The Backup Recovery Key technique amplifies this risk. A single successful social engineering attack can expose months or years of protected communications, implicating not just the compromised account holder but every source, colleague, and contact they've corresponded with. This is the mechanism behind what rights groups have called "digital arrests": surveillance of encrypted channels providing the evidentiary foundation for physical detention.
The Squeeze Play
The strategic picture is now complete. Russia blocked WhatsApp, throttled Telegram, and pushed Max — a platform that provides zero privacy from the state. Simultaneously, its intelligence services have been systematically harvesting the accounts of those who continued to rely on encrypted messaging despite official pressure to abandon it. When Apple removes VK under a sanctions framework, Russia invokes the vocabulary of platform neutrality and free expression that it has spent four years systematically dismantling at home.

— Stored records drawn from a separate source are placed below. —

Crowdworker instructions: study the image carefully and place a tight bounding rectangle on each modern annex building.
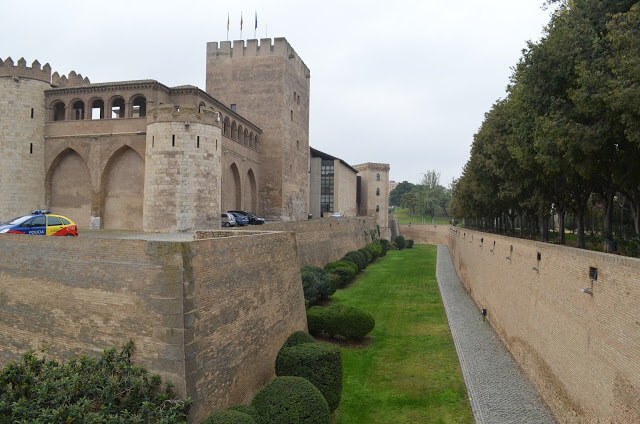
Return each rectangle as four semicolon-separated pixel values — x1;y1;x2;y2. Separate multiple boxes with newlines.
0;38;389;234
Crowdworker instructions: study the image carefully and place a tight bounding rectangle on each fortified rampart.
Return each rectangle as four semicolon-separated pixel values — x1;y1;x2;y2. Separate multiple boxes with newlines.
262;216;379;267
403;224;640;423
0;217;380;423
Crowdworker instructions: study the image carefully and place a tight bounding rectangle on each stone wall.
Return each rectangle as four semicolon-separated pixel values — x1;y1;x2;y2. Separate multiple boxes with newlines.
399;224;450;245
0;230;306;423
262;216;379;267
439;227;640;423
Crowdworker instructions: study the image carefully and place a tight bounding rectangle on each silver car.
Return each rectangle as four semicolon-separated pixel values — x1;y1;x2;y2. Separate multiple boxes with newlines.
221;213;237;227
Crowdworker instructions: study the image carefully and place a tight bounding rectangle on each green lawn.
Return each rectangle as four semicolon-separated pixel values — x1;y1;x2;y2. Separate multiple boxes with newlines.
392;208;451;225
332;245;473;424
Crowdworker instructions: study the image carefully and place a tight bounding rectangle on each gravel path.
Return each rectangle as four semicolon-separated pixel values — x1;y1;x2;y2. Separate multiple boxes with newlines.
436;244;556;424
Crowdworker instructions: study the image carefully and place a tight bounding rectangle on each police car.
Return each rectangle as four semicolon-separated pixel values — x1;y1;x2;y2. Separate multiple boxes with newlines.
0;210;78;237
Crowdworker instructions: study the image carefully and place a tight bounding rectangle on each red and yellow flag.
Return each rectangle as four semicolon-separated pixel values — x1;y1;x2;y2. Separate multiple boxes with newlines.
240;12;243;30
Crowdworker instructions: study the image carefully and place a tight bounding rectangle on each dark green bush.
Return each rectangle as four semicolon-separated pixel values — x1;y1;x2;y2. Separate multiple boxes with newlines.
329;266;356;287
279;330;316;351
342;251;367;272
358;247;373;263
325;260;358;275
202;409;256;424
395;235;406;249
250;376;330;424
307;304;375;341
406;239;414;248
0;341;190;424
329;273;340;293
301;265;333;305
379;239;391;256
275;342;343;412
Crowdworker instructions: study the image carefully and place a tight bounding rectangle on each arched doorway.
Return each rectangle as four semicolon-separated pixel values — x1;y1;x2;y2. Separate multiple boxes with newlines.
102;147;144;230
245;169;257;212
222;163;242;211
47;149;92;229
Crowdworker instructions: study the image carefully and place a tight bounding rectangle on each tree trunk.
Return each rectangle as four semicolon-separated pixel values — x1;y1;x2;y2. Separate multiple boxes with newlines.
576;207;586;248
558;209;566;244
603;191;615;253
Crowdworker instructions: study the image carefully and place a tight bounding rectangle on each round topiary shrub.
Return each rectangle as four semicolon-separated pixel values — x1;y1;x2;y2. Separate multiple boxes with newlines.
275;342;343;412
406;239;414;248
379;239;391;256
201;409;256;424
330;266;355;287
301;265;333;305
395;235;406;249
250;376;330;424
307;304;375;341
280;331;316;351
358;247;373;263
325;260;358;275
342;251;367;272
367;241;383;258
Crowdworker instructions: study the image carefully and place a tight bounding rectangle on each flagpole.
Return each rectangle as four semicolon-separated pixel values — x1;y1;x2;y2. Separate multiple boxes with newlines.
240;12;243;39
226;12;229;41
254;11;257;39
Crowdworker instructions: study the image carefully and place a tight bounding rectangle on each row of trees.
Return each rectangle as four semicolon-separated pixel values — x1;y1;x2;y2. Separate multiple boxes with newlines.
450;0;640;252
390;171;451;222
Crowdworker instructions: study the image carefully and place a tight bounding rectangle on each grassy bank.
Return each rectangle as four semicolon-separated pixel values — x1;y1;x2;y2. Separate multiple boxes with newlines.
332;245;473;423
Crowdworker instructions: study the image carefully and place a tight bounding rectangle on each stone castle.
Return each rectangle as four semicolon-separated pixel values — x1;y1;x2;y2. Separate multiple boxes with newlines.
0;38;389;234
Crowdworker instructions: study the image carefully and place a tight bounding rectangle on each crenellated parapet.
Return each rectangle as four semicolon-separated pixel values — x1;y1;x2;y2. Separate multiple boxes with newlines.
207;37;310;77
0;57;51;83
52;70;90;87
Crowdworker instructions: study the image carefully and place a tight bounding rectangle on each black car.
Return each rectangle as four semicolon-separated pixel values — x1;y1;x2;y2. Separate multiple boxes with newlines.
229;210;265;225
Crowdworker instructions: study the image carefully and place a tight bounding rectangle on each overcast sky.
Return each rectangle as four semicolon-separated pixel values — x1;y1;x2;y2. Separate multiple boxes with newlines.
1;0;552;187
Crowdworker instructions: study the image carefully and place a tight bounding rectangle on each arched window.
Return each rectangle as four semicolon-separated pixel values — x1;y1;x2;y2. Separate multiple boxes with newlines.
223;118;230;137
91;99;104;120
131;96;146;117
376;205;380;212
52;101;66;121
243;129;249;146
376;173;380;181
71;100;85;120
376;188;380;196
110;97;125;119
231;121;238;140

Proportionate regulation requires proportionality from all actors. The argument that companies should not become tools of geopolitical coercion — that sanctions enforced through app store removal can harm ordinary users who bear no responsibility for their CEO's political connections — deserves serious engagement in multilateral forums. Secondary sanctions and extraterritorial enforcement remain contested ground in international economic law, and the VK case illustrates how blunt these instruments can be.
But that is an argument that cannot be made with any credibility by a government simultaneously running a $10 million-bounty-warranting espionage campaign against the very encrypted platforms it now claims others are censoring. The Kremlin's complaint about Apple's VK removal is real. The Kremlin's standing to make it is not.